On April 18, 2017 President Trump signed the Buy American and Hire American (BAHA) Executive Order. The goal of BAHA is to strengthen the U.S. economy by protecting the interests, wages, and employment of U.S. workers through rigorous enforcement and administration of immigration laws. If you are considering applying for a nonimmigrant visa, it is important to know exactly what BAHA is, how it impacts your L, E, H, or O visa petition, and ways you can position your petition for a more favorable adjudication post-BAHA.
What is the Buy American and Hire American (BAHA) Presidential Executive Order?
Section 2 on policy of the BAHA Executive Order states the following:
(a) Buy American Laws. In order to promote economic and national security and to help stimulate economic growth, create good jobs at decent wages, strengthen our middle class, and support the American manufacturing and defense industrial bases, it shall be the policy of the executive branch to maximize, consistent with law, through terms and conditions of Federal financial assistance awards and Federal procurements, the use of goods, products, and materials produced in the United States.
(b) Hire American. In order to create higher wages and employment rates for workers in the United States, and to protect their economic interests, it shall be the policy of the executive branch to rigorously enforce and administer the laws governing entry into the United States of workers from abroad, including section 212(a)(5) of the Immigration and Nationality Act (8 U.S.C. 1182(a)(5)).

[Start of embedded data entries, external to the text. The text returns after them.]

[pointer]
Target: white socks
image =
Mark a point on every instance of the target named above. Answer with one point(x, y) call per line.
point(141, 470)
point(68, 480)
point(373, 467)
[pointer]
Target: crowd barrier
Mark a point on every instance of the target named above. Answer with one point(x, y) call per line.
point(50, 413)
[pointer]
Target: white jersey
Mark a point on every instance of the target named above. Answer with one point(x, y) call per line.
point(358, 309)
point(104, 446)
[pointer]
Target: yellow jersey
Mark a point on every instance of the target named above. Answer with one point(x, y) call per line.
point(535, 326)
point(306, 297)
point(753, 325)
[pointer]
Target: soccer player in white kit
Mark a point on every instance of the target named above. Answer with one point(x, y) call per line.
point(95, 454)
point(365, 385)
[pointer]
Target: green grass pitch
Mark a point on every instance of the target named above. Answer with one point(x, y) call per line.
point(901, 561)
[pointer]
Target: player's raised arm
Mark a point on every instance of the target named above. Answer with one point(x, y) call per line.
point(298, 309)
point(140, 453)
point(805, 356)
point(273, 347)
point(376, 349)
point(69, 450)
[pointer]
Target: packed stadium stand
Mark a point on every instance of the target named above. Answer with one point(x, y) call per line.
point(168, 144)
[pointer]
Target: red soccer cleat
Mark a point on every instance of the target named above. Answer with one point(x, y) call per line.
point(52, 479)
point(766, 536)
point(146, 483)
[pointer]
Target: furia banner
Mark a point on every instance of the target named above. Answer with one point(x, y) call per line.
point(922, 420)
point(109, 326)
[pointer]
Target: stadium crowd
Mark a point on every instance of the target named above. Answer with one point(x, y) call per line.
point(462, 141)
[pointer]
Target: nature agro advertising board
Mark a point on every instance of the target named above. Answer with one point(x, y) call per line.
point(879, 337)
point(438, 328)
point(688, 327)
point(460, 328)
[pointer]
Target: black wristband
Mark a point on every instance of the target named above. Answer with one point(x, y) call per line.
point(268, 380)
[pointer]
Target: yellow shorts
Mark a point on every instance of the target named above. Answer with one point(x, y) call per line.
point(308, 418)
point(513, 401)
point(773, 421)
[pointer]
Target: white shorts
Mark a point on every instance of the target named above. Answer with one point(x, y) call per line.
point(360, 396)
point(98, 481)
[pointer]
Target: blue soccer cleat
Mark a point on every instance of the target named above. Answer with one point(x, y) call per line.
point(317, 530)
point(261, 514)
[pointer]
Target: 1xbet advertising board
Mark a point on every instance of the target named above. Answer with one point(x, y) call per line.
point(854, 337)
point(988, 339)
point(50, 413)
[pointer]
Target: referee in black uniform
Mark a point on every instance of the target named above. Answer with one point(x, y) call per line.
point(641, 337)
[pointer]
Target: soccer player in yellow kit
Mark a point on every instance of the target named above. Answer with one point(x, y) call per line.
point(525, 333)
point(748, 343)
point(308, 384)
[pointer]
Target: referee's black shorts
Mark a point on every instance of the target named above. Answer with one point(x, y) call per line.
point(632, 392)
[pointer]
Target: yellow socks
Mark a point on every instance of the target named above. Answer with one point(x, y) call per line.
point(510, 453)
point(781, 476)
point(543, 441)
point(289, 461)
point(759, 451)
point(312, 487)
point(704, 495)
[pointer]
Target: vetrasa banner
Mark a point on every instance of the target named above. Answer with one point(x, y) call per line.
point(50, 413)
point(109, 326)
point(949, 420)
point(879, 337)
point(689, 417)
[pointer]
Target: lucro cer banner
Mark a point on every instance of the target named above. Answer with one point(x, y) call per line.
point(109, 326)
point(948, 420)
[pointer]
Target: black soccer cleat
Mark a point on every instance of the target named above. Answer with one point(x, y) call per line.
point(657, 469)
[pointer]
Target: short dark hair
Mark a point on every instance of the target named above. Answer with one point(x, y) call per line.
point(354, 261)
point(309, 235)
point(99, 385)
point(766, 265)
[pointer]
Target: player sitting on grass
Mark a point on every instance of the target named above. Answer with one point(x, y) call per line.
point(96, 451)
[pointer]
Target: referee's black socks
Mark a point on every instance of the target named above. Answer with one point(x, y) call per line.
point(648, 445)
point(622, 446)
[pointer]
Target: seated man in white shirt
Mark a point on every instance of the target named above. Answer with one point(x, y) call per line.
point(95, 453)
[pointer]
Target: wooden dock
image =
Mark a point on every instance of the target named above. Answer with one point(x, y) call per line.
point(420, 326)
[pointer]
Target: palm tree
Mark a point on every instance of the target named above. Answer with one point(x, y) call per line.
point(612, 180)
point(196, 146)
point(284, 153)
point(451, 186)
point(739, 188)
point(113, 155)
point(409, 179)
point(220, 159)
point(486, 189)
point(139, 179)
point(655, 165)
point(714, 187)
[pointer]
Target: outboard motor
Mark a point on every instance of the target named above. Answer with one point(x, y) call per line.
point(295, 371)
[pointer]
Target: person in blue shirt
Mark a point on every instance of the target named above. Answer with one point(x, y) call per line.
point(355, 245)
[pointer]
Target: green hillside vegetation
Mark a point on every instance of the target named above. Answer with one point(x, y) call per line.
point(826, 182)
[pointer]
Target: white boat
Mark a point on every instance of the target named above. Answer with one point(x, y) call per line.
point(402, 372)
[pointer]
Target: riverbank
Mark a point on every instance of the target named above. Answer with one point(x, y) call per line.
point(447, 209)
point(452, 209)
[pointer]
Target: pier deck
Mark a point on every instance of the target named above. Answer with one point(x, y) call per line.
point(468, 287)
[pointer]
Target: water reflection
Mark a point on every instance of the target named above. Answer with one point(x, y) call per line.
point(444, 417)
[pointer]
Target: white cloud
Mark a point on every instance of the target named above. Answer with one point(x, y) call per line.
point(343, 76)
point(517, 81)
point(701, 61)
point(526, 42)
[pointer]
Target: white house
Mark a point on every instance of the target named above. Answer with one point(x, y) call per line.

To implement these policies, Section 5, “Ensuring the Integrity of the Immigration System in Order to ‘Hire American,’” of BAHA states that:
“the Secretary of State, the Attorney General, the Secretary of Labor, and the Secretary of Homeland Security shall, as soon as practicable, and consistent with applicable law, propose new rules and issue new guidance, to supersede or revise previous rules and guidance if appropriate, to protect the interests of United States workers in the administration of our immigration system, including through the prevention of fraud or abuse.”
How Does BAHA Impact Nonimmigrant Visa Petitions?
After reading the policy and enforcement of BAHA, it is no surprise that after two years of being implemented, we are currently seeing the practical impact and multiple challenges of this executive order in the adjudication of nonimmigrant visa petitions by immigration and consular officers, who might differ in the interpretation of BAHA. And since L, E, H, and O visas are now being evaluated through the lens of BAHA, it is important to use appropriate language in your nonimmigrant visa petition to mitigate those differences in interpretation.
For example, consular and immigration officers under the purview of BAHA will further question and deeper analyze the reasons behind why the company is hiring foreign workers over American workers. Likewise, officers will want to understand why your use of foreign talent is justified over the use of American talent. It is thus important to work with your business immigration attorney pre-petition in order to strategize and identify any possible challenges to the logistics of your operations that may be presented in light of BAHA.
How Can You Place Your Nonimmigrant Visa Petition for a More Favorable Adjudication Post-BAHA?
To temper any challenges posed by BAHA, a petition that includes a carefully drafted, in-depth analysis of how a company is going to create American jobs and help strengthen the U.S. economy will be more likely to receive favorable adjudication. For example, over-documenting and presenting strong evidence to show that an L or H applicant will not cause any U.S. employees to be fired, or specifically stating that E investors will hire locally, will strengthen the argument in favor of the applicant. In addition, U.S. employers, foreign applicants and investors should prioritize the hiring of U.S. personnel; adequately describe the qualifications, skills, and talent of the foreign applicant and abundantly support your claims; and buy from U.S. suppliers, manufacturers, and companies, among other matters specific to your case.
BAHA has changed the way officers review the non-immigrant and investor visa petitions. While applicants can state that they satisfy the BAHA requirements, immigration officers are now trained to scrutinize each case in order to make sure that the applicant will in fact strengthen the US economy and create, not displace, American jobs. This is why employers, foreign applicants and investors must dedicate more time and resources to incorporating the spirit of BAHA in both their operations and petitions. Demonstrating a Buy American, Hire American approach to immigration will thus lead to a more favorable adjudication.